El impacto está siendo distinto para cada uno dependiendo de sus circunstancias.                                                                    Yo personalmente, me siento como en una montaña rusa, en un up and down de emociones que han variado a lo largo de los días y de las semanas.

Ha habido días bonitos  y otros menos. Sin embargo, es cierto que en estas 7 semanas he alternado múltiples emociones, empezando por miedo, incertidumbre, enfado, impotencia, tristeza con momentos de comprensión, buen humor, alegría, positividad, motivación y creatividad.
He tenido días donde ha sido difícil mantener una actitud positiva. Pero claro ser fuerte no quiere decir no sentir y dejar de experimentar angustia o preocupación.
Es también cierto que esta situación nos está enseñando muchas cosas, entre las cuales la de enfrentarnos a nuestras verdaderas emociones y necesidades.Detectarlas y etiquetarlas para finalmente aceptarlas.
Reconocer la emoción que estamos experimentando, ponerle nombre, partiendo de la suposición que no hay emociones malas y buenas, pero si constructivas y destructivas dependiendo de la forma en que la expresamos.
Ahora ojalá tuviéramos una varita mágica para alejar las emociones que no nos hacen sentir bien… pero mientras esperamos que lleguen los súper poderes, lo que podemos hacer es saber gestionarlas.
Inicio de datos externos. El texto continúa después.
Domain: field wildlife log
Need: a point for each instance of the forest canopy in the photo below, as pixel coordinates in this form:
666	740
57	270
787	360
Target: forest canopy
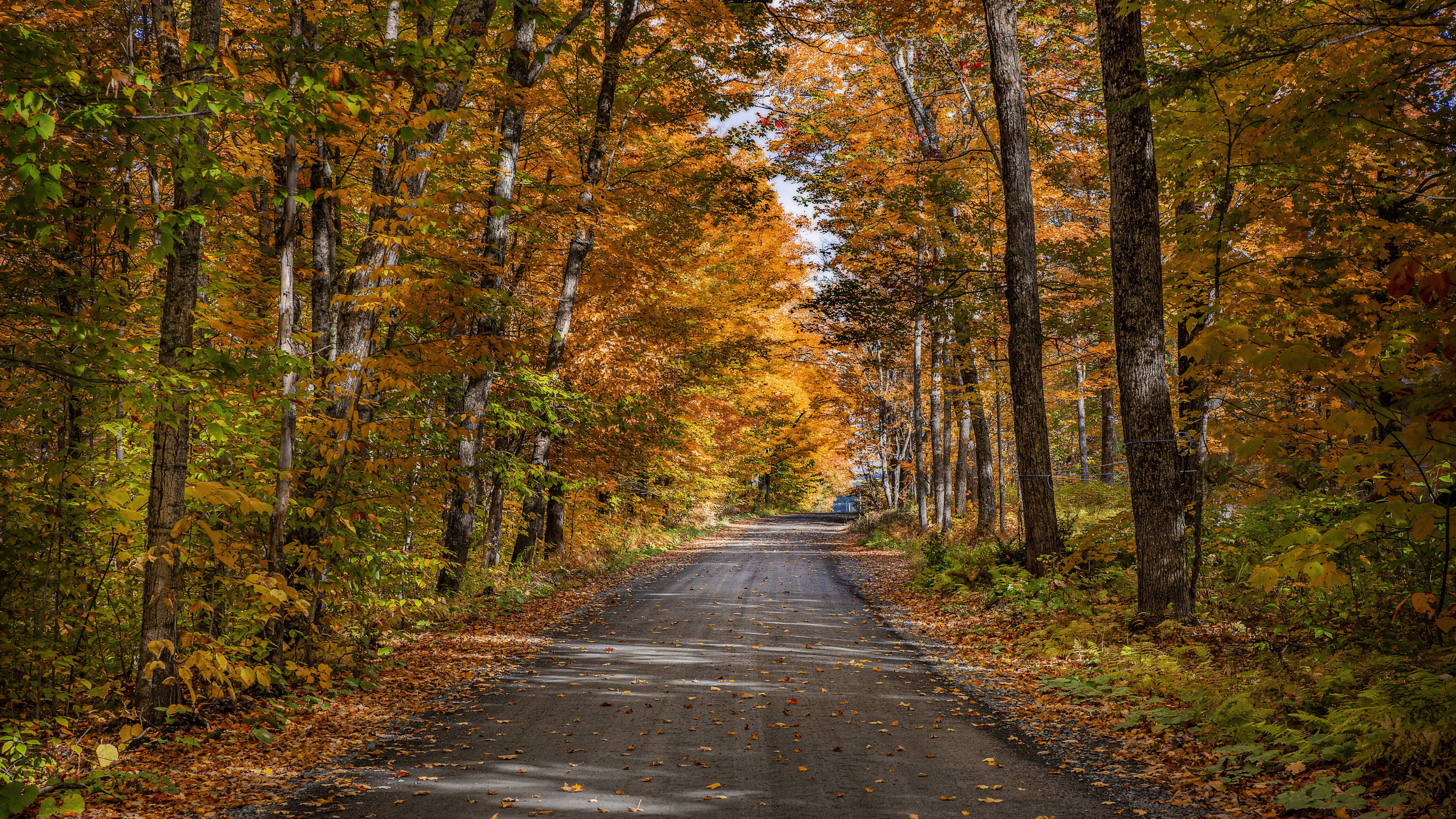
322	320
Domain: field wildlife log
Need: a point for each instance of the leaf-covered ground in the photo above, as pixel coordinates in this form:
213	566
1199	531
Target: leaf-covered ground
238	769
979	648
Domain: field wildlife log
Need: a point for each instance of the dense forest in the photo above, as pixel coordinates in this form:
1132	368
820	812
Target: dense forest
322	321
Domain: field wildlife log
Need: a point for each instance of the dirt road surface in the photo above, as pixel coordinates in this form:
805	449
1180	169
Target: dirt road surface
752	682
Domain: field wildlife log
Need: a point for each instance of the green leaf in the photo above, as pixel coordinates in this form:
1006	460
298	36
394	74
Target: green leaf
17	798
44	126
72	802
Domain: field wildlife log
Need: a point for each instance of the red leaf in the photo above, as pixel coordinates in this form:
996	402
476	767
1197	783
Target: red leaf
1403	276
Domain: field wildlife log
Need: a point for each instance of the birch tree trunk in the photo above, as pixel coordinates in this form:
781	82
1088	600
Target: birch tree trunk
1138	320
1023	298
937	428
289	422
173	432
1109	436
583	242
918	438
525	67
985	482
963	447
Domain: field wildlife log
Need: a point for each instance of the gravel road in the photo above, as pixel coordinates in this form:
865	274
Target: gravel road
750	682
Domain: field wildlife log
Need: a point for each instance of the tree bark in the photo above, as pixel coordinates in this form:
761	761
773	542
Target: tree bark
1023	298
938	489
1138	320
379	251
582	245
325	245
985	474
289	422
918	436
1083	428
1109	438
525	67
173	432
963	447
493	530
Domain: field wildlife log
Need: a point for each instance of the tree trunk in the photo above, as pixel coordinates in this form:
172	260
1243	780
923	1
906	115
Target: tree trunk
401	165
555	519
1138	320
985	480
963	447
171	444
493	528
525	69
938	489
1023	298
325	245
287	426
1001	473
1109	438
884	451
918	438
1083	428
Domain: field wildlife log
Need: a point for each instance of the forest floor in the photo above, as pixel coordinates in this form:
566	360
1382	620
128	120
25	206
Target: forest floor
641	691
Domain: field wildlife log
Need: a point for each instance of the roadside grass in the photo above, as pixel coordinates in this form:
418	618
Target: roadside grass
1331	701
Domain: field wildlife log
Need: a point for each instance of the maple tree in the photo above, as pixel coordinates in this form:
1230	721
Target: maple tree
321	317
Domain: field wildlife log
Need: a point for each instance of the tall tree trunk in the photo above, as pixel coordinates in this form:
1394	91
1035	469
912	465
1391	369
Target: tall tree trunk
985	482
555	535
947	425
582	245
1001	473
1138	320
937	429
171	447
963	445
287	426
401	165
918	438
884	451
493	528
1023	298
1109	438
325	245
1083	428
1193	395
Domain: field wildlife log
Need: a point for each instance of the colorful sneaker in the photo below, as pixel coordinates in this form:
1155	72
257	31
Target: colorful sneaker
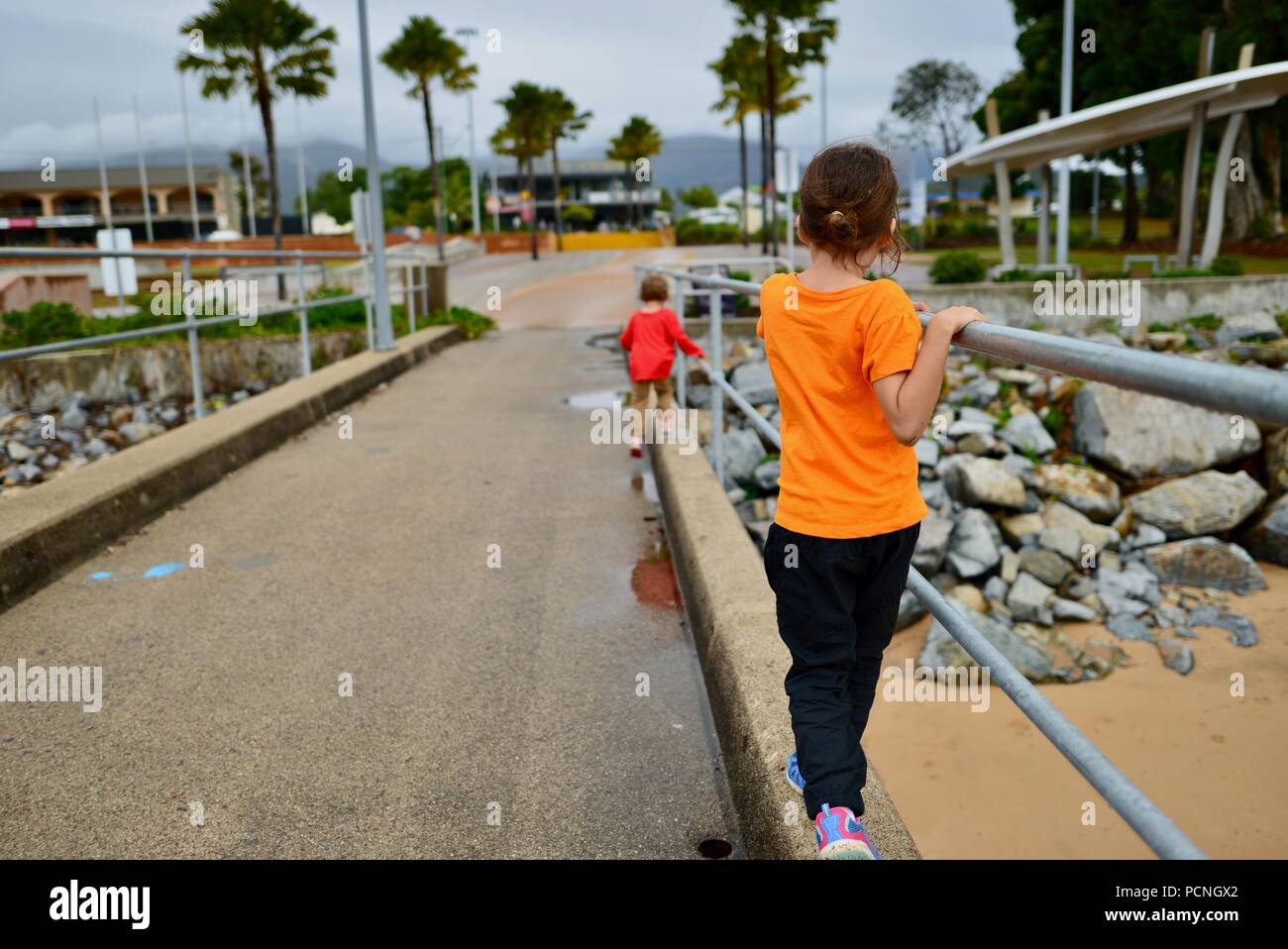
841	836
794	774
Aquí comparto unos tips que a mí me han servido en todas estas semanas de confinamiento.
Lo que hice y todavía hago es:
– Aceptar y sentir las emociones tal como vienen.
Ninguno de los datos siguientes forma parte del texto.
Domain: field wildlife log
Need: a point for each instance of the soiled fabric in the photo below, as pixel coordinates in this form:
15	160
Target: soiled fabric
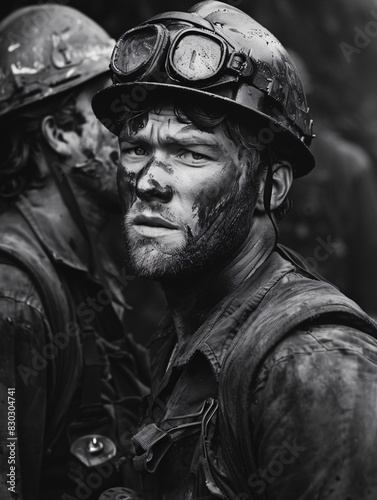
43	360
312	407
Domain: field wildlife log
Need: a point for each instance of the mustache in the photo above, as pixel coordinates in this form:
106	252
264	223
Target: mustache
150	209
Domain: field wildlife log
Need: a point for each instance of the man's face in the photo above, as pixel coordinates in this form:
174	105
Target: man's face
187	196
95	152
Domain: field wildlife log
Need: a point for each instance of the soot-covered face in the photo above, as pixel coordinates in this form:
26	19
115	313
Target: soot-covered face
188	195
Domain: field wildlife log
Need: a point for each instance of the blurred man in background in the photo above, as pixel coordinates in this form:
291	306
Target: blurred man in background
335	208
69	373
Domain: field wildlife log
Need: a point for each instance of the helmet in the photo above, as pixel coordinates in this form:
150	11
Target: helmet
46	49
218	53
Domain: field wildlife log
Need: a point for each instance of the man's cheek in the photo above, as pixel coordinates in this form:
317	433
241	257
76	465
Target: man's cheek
127	187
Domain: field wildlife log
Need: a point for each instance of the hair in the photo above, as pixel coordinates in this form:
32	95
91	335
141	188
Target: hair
21	133
240	131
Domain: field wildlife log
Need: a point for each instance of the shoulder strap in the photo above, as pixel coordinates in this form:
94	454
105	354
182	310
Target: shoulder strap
286	306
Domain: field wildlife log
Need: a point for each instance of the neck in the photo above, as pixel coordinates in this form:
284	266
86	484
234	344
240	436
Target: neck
192	300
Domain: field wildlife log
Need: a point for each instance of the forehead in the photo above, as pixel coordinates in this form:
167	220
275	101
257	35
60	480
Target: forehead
165	118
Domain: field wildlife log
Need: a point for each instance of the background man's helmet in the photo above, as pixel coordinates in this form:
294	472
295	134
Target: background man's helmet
46	49
216	52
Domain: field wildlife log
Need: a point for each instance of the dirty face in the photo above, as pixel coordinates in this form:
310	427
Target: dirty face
187	195
95	155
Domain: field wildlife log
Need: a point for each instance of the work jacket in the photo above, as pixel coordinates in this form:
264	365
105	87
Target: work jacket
69	368
303	426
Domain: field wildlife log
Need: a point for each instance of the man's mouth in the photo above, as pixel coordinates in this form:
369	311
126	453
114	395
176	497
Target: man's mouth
152	226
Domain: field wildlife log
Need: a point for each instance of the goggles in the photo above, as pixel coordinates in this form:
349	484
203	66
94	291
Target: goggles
192	55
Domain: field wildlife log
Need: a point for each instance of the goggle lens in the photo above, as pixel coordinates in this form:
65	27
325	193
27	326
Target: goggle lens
196	57
135	50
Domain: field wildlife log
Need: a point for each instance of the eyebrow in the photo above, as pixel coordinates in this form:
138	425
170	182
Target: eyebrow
199	139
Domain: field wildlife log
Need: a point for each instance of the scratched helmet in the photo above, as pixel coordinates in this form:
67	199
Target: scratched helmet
218	53
46	49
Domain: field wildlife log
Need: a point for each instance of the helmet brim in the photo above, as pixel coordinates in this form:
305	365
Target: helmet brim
112	104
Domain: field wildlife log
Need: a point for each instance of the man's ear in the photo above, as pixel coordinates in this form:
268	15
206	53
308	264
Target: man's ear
282	177
55	137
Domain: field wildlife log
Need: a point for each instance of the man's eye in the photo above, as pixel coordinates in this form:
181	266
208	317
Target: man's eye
139	151
197	156
192	155
135	151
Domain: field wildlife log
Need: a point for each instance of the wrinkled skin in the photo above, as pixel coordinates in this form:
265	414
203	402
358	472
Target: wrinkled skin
187	195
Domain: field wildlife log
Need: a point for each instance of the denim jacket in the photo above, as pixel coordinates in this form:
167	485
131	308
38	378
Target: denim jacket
312	407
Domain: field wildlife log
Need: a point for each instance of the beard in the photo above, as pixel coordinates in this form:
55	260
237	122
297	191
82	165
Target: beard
222	235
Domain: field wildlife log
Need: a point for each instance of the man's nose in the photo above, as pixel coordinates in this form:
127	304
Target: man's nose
152	184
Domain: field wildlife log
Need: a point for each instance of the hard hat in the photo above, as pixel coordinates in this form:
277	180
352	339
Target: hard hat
46	49
216	52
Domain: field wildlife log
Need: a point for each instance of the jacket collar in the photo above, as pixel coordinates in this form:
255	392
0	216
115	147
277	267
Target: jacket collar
213	338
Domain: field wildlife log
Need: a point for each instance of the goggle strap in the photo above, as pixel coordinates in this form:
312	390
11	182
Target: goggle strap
182	16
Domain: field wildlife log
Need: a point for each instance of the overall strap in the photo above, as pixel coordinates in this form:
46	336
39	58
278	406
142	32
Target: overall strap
285	307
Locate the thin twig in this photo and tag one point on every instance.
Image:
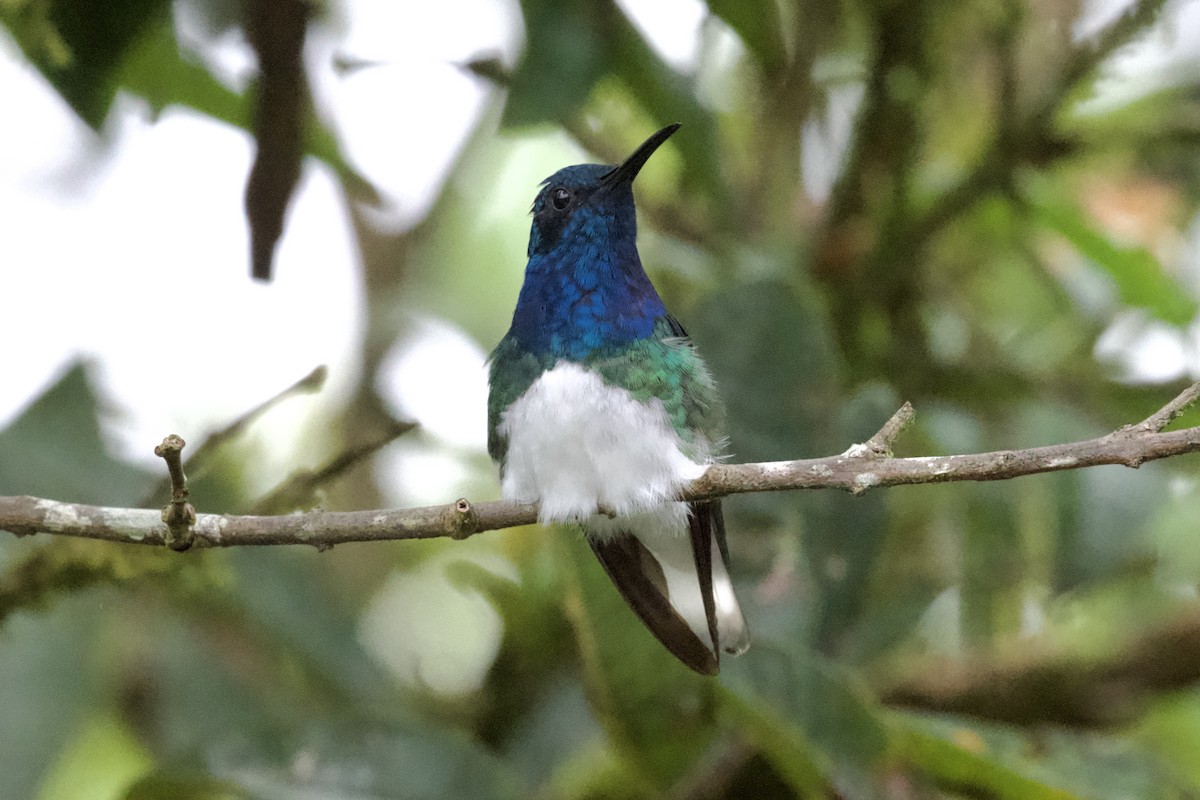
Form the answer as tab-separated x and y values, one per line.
298	489
179	516
198	462
856	470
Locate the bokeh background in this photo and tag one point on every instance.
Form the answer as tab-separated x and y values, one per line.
988	208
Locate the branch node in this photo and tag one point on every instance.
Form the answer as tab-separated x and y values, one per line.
178	515
465	522
881	443
1163	416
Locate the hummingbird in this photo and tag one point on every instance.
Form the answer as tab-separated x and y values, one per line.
600	410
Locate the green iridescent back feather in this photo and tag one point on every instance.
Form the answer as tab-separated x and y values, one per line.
664	366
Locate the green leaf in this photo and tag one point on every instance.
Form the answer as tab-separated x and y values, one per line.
157	72
47	686
658	714
81	44
759	24
563	60
953	765
789	751
573	44
833	723
1139	278
397	761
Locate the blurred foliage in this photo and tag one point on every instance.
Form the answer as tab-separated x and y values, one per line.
976	232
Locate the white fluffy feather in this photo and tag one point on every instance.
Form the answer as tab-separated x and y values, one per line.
582	447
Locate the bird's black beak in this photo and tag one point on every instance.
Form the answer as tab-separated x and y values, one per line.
628	170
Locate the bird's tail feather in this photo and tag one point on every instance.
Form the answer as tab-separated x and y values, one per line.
681	588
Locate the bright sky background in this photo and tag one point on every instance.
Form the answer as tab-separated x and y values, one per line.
84	238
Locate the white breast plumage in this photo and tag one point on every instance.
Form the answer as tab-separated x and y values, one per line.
582	447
– Hablar de cómo me siento con alguien de confianza. Es cierto que escuchar y que nos escuchen en este momento es de gran alivio.
– Colocar las cosas en su real dimensión, si pienso en lo catastrófico que es todo lo único que consigo es subir el nivel de angustia y ansiedad.
– Alejarme de la avalancha de las noticias para que no me lleven al pánico o al “secuestro emocional”.
– Seguir una rutina diaria manteniendo horarios de sueño y comida habituales.
– Realizar actividad física. He seguido clases on line de varias disciplinas y es cierto que el deporte es de gran ayuda para cuerpo y mente.
– Practicar la meditación, el mindfulness te ayuda a estar presente en el aquí y en el ahora. Solo con unos sencillos ejercicios al día puedes lograr concentrarte sin desplazarte al pasado o al futuro.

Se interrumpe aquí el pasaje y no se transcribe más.